SPRINGFIELD, Ill. (AP) - If you get your nails done at a salon or have your lawn mulched next spring, the service could be taxed under a plan Illinois lawmakers are considering to help fill a multibillion-dollar hole in the state budget.
The idea comes as part of a proposal to increase state revenue tied to a Senate compromise intended to break the state’s two-year stalemate over an annual spending plan. The “grand bargain” stalled last month before the revenue measure came to a vote.
But lawmakers say they’ll keep working on the plan.
The provision would tax eight service categories at the same 6.25 percent rate applied to most sales in Illinois. These newly taxable services constitute the second-largest source of annual funding in the proposal after the revenue bill’s income tax increase.
Here’s what the sales tax expansion would do:
LAGGING BEHIND ITS NEIGHBORS
Illinois has one of the narrowest tax bases in the nation — a potential problem for a state that, according to the Commission on Government Forecasting and Accountability, is more dependent on services than any of its Great Lakes neighbors.
The commission reports that Illinois taxes only 17 services compared to a national average of 56. And 12 of those come from public utilities levied under separate statutes such as the gas tax. Sales taxes do apply to five services including photo processing and car rentals. But that total puts Illinois behind all other surrounding states.
Democratic Sen. Toi Hutchinson of Olympia Fields, the bill’s sponsor, said lawmakers selected only services taxed elsewhere in the Midwest to ensure Illinois remains competitive.
She said Wisconsin — a Republican-led state that applies a sales tax to 16 service categories — served as a model to help build bipartisan support. Republican Gov. Bruce Rauner has said he is open to mirroring Wisconsin’s model.
Hutchinson contends rolling out service taxes will allow Illinois to catch up with a modern, service-based economy.
“Our economy used to be things we made,” she said. “Now, it’s things we do.”
BUILDING A BROADER TAX BASE
Hutchinson’s proposal would tax the use of storage space, including parking garages and boat docks; repairs and maintenance of personal property such as cars; landscaping services such as sprinkler installation and snow removal; dry-cleaning; cable TV, satellite and digital streaming services; pest control; use of a private detective or installation of a home security system; and personal care, ranging from tanning to tattooing but not including hairstyling.
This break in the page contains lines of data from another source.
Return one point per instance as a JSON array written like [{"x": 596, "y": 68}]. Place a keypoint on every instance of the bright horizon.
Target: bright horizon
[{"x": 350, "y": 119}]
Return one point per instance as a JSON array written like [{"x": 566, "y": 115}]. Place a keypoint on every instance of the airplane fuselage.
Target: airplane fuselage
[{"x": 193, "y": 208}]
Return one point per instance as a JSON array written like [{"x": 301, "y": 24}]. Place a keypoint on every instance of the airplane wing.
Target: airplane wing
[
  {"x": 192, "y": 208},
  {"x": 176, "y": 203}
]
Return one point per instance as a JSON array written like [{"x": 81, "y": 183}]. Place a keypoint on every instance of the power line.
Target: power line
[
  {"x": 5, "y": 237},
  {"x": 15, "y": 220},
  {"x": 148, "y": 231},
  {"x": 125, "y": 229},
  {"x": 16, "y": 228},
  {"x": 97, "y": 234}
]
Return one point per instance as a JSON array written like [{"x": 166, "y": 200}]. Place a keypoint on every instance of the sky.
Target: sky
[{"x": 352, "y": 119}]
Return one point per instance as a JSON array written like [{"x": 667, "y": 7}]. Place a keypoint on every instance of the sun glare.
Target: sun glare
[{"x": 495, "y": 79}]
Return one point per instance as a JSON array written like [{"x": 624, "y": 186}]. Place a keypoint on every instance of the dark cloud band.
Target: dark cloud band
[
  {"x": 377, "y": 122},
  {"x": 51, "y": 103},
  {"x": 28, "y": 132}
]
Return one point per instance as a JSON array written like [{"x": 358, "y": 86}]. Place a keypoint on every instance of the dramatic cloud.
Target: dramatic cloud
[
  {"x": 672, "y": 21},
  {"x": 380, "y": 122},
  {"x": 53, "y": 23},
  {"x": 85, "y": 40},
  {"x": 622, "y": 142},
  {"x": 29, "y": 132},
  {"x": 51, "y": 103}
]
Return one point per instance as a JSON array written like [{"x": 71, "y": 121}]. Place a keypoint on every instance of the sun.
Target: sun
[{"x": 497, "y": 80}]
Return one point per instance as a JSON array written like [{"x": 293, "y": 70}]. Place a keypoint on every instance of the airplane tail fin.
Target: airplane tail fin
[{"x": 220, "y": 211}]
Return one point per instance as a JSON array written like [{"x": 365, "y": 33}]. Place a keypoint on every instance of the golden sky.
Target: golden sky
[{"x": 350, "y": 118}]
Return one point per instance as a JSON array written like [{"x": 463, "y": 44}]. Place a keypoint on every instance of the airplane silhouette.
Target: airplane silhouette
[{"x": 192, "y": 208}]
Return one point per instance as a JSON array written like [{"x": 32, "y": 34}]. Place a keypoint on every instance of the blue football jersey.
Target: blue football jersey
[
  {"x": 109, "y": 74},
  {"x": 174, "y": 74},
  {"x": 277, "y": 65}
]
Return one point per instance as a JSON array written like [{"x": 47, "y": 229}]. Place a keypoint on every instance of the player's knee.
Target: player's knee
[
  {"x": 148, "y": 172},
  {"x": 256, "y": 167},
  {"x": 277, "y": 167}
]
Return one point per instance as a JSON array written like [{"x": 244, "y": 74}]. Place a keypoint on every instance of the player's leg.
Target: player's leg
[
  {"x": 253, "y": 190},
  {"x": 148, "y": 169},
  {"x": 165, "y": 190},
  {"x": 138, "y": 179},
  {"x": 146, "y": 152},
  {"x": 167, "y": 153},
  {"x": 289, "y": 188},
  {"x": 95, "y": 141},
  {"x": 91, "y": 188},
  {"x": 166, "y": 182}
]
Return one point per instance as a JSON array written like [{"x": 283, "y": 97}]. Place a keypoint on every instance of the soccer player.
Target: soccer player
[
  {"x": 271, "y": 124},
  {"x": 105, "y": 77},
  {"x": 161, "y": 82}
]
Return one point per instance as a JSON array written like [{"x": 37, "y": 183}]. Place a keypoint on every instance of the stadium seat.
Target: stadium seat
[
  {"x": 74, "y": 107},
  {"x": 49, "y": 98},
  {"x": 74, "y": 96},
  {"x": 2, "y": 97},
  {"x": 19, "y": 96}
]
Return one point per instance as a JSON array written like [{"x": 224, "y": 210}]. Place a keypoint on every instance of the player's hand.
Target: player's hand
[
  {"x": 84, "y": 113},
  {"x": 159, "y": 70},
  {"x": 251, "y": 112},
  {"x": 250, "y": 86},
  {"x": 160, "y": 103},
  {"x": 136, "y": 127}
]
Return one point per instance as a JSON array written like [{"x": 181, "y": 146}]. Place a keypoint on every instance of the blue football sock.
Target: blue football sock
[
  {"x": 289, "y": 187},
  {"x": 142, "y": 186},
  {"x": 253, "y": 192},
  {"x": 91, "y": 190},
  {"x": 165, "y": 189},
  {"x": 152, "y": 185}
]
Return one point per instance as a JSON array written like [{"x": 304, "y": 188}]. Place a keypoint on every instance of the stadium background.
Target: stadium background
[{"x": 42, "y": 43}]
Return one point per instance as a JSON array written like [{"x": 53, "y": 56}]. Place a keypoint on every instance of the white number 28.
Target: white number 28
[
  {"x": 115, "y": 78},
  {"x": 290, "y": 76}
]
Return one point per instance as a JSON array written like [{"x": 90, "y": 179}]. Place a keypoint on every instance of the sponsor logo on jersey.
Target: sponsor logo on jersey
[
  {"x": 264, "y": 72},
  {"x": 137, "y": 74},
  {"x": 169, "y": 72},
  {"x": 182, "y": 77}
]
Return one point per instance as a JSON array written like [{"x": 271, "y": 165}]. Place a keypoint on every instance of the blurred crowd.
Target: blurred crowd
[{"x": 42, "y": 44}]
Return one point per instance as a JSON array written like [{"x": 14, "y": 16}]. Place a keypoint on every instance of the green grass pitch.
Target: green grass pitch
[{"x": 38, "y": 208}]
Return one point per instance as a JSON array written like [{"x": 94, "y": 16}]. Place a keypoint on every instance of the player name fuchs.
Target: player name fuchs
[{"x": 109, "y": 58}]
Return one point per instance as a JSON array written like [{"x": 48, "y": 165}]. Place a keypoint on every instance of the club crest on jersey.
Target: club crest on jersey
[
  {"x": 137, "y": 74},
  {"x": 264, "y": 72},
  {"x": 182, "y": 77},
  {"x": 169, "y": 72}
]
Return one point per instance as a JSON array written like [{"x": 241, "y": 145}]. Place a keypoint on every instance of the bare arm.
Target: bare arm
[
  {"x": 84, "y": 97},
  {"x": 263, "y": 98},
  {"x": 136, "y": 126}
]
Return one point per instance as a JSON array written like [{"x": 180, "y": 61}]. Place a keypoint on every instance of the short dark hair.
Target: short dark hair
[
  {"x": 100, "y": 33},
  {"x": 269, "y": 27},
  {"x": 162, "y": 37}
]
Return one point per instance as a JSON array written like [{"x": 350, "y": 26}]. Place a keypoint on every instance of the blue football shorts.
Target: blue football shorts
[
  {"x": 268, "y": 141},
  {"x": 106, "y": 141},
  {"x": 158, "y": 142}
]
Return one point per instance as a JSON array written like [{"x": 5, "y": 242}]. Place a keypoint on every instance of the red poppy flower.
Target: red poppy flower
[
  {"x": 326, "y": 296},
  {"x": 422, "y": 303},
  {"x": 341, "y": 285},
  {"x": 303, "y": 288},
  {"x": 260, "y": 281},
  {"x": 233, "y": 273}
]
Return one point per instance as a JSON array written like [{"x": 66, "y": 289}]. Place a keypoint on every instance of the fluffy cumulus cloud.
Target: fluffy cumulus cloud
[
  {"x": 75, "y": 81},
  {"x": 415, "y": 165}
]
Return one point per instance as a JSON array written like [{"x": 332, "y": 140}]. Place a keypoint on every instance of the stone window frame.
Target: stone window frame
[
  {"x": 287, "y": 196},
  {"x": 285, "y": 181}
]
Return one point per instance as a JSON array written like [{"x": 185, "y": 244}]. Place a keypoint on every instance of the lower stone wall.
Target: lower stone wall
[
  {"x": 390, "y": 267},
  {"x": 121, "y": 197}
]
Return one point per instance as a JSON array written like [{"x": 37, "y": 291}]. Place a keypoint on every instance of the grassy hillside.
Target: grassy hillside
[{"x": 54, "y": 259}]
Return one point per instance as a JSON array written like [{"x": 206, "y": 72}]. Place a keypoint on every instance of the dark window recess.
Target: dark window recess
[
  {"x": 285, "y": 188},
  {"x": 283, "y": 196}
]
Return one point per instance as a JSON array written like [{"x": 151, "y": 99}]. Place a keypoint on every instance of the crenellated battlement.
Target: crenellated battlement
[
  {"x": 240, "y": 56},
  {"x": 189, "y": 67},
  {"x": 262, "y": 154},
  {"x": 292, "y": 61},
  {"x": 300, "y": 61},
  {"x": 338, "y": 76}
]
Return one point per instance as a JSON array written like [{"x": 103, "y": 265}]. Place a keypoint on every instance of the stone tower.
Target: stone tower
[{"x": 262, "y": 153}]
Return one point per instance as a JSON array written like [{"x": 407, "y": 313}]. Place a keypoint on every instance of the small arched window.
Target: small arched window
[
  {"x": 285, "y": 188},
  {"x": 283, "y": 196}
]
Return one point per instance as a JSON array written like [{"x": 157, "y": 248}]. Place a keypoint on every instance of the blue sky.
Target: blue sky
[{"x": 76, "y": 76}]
Some states tax other major services such as internet access and gym memberships. Illinois would not.
Taxing these services was originally projected to bring in $360 million per year, but an adjusted estimate now places that number at $291 million — a smaller piece of the $6 billion puzzle Hutchinson’s revenue bill must complete to help balance the budget.
Tom Johnson, president emeritus of the Taxpayers’ Federation of Illinois, said taxing services is a commonsense place to start because it targets purchases made most often by those with more disposable income.
“Adding services to a sales tax base will always make the tax less regressive,” Johnson said.
THE PROS AND CONS
Hutchinson says lawmakers are past due for a frank conversation on raising revenue as social service providers and universities await state funds and Illinois’ budget deficit grows by $11 million each day.
“Nobody can balance the budget on only one side of the books,” she said.
But Illinois Chamber of Commerce President Todd Maisch questions the practice of targeting selected services for taxation.
“Every taxpayer should be very concerned when state government decides to pick winners and losers,” he said, adding that the tax would make small businesses less productive and crimp employee earnings.
Daniel Swaar, a 30-year-old landscaping business owner in Mason City, Illinois, heard about the proposed tax last month. He said it would mean pay cuts and longer hours for him and his twin brother, who co-owns and operates the business, because area homeowners cannot afford to pay higher prices.
“If we did that, we’d start losing business,” he said.